Zitat von: OldMan am 01 September 2024, 11:32:03Zwischen Villach und Spittal im Savetal ... Das alles trug sich bei ,,St. Peter im Holz" zu  ... Im Ort ,,St. Peter" ...
Ich bitte um Nachsicht, daß der Navigator eine kleine Korrektur anbringt : St.Peter in Holz nicht im Save- sondern im Drau-Tal
Eine Karte füge ich an.

Gruß, Urs
"History will tell lies, Sir, as usual" - General "Gentleman Johnny" Burgoyne zu seiner Niederlage bei Saratoga 1777 im Amerikanischen Unabhängigkeitskrieg - nicht in Wirklichkeit, aber in George Bernard Shaw`s Bühnenstück "The Devil`s Disciple"

Rast

Wir haben zu danken für deine Mühe!!
Schade das man deinem Alten Herren nicht mehr selbst danken kann.
Lieber 5 Minuten vorsichtig als ein Leben lang tot!

OldMan

St. Peter im Holz: Mein alter Herr hat das nach dem Gedächtnis geschrieben; da hat er wohl die Geografie ein wenig durcheinander gebracht. Herzlichen Dank für die Kommentierungen.
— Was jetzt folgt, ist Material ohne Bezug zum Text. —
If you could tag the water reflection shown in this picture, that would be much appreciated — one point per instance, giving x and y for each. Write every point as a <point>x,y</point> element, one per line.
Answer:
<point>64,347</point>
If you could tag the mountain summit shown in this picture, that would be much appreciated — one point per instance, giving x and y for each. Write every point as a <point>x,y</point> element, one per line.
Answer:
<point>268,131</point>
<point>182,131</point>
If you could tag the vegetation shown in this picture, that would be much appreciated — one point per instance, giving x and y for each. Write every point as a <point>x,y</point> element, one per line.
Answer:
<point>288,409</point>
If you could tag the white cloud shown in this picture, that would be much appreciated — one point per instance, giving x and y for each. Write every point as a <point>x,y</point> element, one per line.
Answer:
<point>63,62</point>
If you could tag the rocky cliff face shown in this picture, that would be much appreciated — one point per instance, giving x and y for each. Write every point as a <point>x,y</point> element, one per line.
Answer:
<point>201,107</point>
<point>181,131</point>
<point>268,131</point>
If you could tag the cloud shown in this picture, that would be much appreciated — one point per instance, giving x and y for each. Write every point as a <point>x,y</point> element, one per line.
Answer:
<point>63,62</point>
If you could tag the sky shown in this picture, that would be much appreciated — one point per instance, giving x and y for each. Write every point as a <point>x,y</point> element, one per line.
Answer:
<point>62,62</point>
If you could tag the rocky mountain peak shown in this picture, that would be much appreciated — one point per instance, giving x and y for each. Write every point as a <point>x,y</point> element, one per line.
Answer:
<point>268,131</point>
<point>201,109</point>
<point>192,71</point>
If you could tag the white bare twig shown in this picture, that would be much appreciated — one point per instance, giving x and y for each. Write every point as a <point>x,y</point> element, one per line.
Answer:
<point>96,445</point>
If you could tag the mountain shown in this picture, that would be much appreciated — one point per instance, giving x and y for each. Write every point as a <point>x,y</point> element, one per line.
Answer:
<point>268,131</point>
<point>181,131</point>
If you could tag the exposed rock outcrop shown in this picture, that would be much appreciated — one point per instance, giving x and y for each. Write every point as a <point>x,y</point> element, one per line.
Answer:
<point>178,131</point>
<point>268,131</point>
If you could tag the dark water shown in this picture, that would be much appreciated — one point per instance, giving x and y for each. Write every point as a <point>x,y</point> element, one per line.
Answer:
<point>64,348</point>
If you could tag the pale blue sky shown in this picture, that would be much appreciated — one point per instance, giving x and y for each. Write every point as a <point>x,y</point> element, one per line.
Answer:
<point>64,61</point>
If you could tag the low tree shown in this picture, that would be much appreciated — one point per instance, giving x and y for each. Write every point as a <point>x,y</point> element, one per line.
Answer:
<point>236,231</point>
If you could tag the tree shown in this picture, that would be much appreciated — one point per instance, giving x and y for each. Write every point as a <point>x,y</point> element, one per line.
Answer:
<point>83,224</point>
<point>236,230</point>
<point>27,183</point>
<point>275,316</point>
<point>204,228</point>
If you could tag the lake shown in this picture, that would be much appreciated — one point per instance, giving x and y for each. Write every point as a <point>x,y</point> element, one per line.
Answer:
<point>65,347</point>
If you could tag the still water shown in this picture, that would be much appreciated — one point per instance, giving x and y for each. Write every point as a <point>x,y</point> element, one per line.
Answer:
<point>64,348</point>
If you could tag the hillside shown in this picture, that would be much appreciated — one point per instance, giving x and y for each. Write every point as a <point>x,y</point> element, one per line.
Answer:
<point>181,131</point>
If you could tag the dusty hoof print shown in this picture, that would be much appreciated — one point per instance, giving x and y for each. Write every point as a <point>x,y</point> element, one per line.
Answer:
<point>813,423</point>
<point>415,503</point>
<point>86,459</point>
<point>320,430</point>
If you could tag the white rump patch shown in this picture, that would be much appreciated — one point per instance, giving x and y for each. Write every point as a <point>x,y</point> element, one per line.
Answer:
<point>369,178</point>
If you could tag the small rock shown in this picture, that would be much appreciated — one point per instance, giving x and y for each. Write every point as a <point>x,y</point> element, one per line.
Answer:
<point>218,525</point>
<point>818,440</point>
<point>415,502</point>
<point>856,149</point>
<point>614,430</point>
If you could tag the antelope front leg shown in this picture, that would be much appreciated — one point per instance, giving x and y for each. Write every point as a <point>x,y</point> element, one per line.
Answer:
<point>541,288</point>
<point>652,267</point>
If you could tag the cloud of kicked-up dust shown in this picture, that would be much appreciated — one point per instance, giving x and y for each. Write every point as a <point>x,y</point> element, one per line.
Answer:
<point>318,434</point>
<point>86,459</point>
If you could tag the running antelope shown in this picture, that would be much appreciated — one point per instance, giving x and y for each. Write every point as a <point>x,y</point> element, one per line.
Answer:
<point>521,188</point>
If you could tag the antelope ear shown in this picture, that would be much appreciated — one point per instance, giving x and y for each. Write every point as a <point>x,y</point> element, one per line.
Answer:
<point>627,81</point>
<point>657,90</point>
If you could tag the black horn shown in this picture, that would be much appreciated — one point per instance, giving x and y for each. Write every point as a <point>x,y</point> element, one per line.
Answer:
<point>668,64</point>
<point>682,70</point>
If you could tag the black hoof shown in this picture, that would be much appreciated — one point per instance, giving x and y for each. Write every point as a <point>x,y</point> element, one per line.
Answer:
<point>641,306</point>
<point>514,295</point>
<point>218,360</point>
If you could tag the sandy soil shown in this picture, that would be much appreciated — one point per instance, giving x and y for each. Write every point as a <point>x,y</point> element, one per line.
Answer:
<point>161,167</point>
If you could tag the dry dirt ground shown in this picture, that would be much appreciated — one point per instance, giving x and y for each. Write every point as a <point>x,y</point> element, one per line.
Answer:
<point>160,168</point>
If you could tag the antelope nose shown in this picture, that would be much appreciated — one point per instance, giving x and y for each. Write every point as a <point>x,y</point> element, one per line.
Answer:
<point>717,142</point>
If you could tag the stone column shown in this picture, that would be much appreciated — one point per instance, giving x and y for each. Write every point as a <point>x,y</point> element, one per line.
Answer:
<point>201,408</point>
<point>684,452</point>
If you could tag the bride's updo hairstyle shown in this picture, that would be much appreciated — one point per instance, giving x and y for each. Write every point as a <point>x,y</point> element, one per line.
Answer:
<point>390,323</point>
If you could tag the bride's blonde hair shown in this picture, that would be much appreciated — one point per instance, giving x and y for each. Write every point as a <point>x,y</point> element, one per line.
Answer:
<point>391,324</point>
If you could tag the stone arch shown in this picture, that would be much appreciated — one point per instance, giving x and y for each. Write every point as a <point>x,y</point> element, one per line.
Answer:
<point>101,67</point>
Ich bin mir nicht sicher, ob ich jetzt in diesem thread weitermachen soll, denn das "Ägäis"-Ding ist ja nun geendet. Übrigens bewirtschaftete mein Vater mit seinem älteren Kameraden, einem Unteroffizier-Diensttuer aus Hilchenbach (nahe Siegen/Westphalen, wimre), Name bekannt, die Kantine der Einheit in Piräus und ging dort mit einer kleinen Griechin (die Fotos von ihr musste er auf Befehl meiner Mutter, was sie später bereute [O-Ton "Das war ein sehr hübsches Mädchen!"], wegwerfen. Themis hieß sie.
Vater war auch als Maschinenverantwortlicher auf einem alten requirierten griechischen Motor-Segler in der Ägäis im Einsatz: Kurier- und Nachschub-Dienste für Inselbesatzungen. Manchmal hat er davon erzählt.
Als ich dann selbst Unteroffizier bei der NVA war (leider kein Mariner), hat er gelegentlich meiner seine "Abenteuer" gucken lassen; allerdings immer mit dem Unterton eines "gebrannten Kindes", was Krieg anlangte...

OldMan
Nihil, nihil (Von Nichts wird Nichts)

Urs Heßling

moin,

Zitat von: OldMan am 10 September 2024, 12:46:51Vater war auch als Maschinenverantwortlicher auf einem alten requirierten griechischen Motor-Segler in der Ägäis im Einsatz: Kurier- und Nachschub-Dienste für Inselbesatzungen. Manchmal hat er davon erzählt.
Weißt Du noch mehr davon, evt. einen Namen ?

Gruß, Urs
"History will tell lies, Sir, as usual" - General "Gentleman Johnny" Burgoyne zu seiner Niederlage bei Saratoga 1777 im Amerikanischen Unabhängigkeitskrieg - nicht in Wirklichkeit, aber in George Bernard Shaw`s Bühnenstück "The Devil`s Disciple"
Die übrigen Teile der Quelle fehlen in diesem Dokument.